Liz Kuball, Untitled
Simone Lueck’s, series, The Once and Future Queens, answers the question of how long we will wait for our 15 minutes of fame. Ms. Lueck has explored the quest for the spotlight and shines the light on women who still believe that Hollywood might come calling. The fact that these are collaborations with strangers makes them even more interesting.
Simone Lueck, Mara in her bedroom
Gordon Magnin’s collages of found images of celebrities help us reconsider faces we’ve seen many times before and grown accustomed to. His use of geometry, pattern, repetition, form, perspective, and systematic operations as methods to distort and challenge the intended objective, interpretation, and significance of consumer based images result in a refreshing break from Hollywood cliché.
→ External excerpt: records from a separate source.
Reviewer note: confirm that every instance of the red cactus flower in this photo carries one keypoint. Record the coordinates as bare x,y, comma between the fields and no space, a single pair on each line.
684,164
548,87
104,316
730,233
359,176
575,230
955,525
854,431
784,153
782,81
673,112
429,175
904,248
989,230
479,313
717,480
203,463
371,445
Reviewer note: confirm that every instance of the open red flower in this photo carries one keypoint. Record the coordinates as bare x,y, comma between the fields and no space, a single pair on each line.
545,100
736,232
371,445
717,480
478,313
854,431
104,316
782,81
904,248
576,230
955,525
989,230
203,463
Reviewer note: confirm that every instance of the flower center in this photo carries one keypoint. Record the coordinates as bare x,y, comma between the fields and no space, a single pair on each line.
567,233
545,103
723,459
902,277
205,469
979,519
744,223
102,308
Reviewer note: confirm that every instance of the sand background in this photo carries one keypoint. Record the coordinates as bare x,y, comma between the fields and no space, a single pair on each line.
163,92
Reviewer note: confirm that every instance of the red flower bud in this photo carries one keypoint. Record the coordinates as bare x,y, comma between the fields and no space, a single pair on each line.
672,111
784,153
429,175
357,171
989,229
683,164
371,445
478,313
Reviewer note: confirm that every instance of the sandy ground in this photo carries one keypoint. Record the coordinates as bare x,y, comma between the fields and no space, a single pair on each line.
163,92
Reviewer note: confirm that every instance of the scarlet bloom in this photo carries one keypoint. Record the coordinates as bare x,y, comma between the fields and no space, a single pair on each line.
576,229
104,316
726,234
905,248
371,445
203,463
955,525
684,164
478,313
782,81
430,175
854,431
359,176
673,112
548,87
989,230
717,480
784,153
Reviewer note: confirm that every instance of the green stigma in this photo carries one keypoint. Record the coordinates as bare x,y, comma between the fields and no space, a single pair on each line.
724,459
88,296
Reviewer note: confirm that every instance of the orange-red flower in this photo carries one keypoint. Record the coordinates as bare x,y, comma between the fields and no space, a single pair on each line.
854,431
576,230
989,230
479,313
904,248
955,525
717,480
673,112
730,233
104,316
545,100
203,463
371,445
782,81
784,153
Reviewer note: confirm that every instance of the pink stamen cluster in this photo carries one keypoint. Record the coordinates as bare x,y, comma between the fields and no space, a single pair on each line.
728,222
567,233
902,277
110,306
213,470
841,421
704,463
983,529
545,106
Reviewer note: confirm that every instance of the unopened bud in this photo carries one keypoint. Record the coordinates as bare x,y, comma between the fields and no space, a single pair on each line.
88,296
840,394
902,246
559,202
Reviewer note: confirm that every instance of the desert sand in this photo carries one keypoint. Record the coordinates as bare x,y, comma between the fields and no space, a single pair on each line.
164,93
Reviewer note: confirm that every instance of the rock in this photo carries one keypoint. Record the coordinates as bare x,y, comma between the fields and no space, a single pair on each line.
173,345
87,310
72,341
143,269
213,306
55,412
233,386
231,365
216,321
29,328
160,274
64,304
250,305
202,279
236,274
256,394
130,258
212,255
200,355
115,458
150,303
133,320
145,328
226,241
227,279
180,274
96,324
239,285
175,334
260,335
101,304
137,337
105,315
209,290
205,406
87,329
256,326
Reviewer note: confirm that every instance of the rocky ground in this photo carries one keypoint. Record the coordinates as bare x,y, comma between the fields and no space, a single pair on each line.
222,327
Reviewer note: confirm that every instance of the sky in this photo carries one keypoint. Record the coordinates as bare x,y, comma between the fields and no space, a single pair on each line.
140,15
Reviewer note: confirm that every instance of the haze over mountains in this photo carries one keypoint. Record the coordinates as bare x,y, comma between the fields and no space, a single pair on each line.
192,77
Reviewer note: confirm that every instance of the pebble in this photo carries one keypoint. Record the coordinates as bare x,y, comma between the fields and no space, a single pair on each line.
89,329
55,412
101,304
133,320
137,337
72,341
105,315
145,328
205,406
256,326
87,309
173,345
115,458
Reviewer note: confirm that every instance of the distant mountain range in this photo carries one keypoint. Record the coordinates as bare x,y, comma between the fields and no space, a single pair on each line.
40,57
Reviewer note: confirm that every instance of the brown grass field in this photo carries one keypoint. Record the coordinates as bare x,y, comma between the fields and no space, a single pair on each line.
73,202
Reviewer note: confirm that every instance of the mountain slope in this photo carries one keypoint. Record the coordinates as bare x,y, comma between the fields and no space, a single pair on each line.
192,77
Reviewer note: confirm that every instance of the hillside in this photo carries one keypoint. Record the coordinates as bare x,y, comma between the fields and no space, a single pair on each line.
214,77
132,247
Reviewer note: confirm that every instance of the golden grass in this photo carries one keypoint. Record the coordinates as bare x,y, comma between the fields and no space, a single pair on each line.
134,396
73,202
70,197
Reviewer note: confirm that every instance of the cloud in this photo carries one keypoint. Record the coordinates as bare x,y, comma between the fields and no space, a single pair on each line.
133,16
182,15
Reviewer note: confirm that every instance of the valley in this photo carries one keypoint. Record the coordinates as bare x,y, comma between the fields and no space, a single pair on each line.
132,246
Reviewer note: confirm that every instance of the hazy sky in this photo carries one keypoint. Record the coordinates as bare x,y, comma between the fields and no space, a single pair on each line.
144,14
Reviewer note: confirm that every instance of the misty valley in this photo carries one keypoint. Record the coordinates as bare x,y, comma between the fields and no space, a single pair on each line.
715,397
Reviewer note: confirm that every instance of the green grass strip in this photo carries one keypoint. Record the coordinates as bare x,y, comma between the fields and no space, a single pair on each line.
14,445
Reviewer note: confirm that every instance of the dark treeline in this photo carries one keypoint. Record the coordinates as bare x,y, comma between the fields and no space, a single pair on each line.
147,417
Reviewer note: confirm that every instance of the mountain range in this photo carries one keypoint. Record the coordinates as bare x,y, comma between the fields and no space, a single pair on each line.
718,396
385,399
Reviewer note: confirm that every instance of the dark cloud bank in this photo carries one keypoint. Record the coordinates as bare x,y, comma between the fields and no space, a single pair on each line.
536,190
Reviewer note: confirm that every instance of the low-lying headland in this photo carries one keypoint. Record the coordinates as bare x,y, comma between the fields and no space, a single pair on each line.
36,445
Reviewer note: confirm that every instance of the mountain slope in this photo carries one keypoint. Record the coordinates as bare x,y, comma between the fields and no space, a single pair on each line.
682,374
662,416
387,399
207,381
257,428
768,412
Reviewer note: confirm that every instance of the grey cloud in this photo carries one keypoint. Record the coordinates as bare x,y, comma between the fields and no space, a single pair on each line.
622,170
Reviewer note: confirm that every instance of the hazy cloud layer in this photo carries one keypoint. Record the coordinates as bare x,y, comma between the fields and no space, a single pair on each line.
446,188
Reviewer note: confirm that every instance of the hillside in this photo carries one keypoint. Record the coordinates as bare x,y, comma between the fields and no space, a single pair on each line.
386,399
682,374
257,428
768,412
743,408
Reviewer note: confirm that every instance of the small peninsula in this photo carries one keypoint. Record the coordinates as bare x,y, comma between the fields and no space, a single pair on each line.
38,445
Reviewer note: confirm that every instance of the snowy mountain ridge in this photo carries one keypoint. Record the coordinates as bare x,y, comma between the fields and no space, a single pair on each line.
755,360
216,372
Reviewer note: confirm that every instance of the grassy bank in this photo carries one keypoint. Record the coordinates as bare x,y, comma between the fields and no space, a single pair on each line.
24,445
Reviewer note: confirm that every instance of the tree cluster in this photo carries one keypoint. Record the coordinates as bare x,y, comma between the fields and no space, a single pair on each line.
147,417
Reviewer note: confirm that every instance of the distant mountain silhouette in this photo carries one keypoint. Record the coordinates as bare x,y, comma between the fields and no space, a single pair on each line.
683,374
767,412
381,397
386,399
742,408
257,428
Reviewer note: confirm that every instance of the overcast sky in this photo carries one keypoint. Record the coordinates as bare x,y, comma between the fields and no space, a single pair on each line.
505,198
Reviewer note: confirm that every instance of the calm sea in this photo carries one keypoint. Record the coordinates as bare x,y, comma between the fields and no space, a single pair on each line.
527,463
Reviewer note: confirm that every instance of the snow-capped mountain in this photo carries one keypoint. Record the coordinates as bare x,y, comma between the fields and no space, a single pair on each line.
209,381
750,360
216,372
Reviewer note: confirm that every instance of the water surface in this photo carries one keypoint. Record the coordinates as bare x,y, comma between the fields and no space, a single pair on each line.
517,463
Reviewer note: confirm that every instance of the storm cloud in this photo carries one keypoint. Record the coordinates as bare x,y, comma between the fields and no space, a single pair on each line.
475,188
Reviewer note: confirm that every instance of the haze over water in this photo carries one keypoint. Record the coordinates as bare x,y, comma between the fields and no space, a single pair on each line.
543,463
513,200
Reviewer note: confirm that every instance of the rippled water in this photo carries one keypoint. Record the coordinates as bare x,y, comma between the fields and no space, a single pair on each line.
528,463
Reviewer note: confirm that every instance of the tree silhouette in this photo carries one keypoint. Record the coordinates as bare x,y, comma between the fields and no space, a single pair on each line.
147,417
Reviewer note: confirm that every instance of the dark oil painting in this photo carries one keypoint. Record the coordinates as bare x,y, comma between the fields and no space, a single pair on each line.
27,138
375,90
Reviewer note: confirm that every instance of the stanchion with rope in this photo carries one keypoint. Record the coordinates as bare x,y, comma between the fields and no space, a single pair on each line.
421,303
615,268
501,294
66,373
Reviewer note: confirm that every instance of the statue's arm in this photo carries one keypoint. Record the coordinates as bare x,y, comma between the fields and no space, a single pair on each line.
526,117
Gray Malin uses a muse in a vintage Oscar de La Renta polka dot dress to portray his fixation with the imagined Hollywood of a young man growing up in the Midwest. His muse searches for the essence of Hollywood, for places of stardom and glamour, in his images from A Timeless Pursuit.
Gray Malin, A Timeless Pursuit
Nguan hails from Singapore and has taken his incredible use of color and vision and turned it on Hollywood during time spent living in Los Angeles. His images examine yearning and unachieved dreams that are more pervasive and emblematic of Hollywood than the success stories we are all familiar with.
Bernd Reinhardt has been exploring the terrain of Hollywood, it’s denizens and derelicts, in his series, Hollywood, CA. There’s something about the light on Hollywood Boulevard that acts like a movie spotlight, slicing into tableaus and moments of the American experience with razor sharp rays and when that light is gone, there is a different light. It comes from neon signs, street lights and movie premieres, and gives an expectation that something fabulous might happen—Mr. Reinhardt has tapped into that light, and that experience by sharing fragments of a transient population of wannabes and sightseers that inhabit a place called Hollywood, that exists only in their imaginations.
April Rocha uses her love of noir films as inspiration to shoot iconic Hollywood landmarks in an alternative film medium – using toy cameras with Polaroid film and infrared film. The images take on a dreamy feel as if looking back in time to what once was.
April Rocha, Griffith to Hollywood
Ryan Schude’s elaborate tableaus are shot on what could easily be film sets when looking at the materials and effort that go into each. Models are cast from acting websites. Shot on location throughout Los Angeles, each gives us a peak into an alternate version of the city as imagined by the photographer, who we can easily imagine yelling, “Action!” as he slicks the shutter.
Emily Shur’s renowned celebrity portraiture work has appeared in countless publications. Emily places her subjects in setting, roles, and situations in which they would not normally find themselves, both pandering to and challenging our notions of their place within Hollywood and its past.
Aline Smithson’s images are inspired by classic Hollywood staged photographs of celebrities and their families. In her series, Hollywood at Home, Ms. Smithson elevates family and friends into faux stardom, capturing the glamour of 40’s and 50’s Hollywood through lighting and costume, exposing the reality that anyone can be made into a star.
Aline Smithson, Star
Lacey Terrell is featuring work from a sumptuous, engaging body of work titled offSet. She has used her experience on films and locations as a starting point, but has turned her camera off set. Slipping behind the metaphoric curtain of center stage, she looks back at the constructed reality being played out, or wanders into uninhabited areas in order to create images that allow our imagination to complete the picture.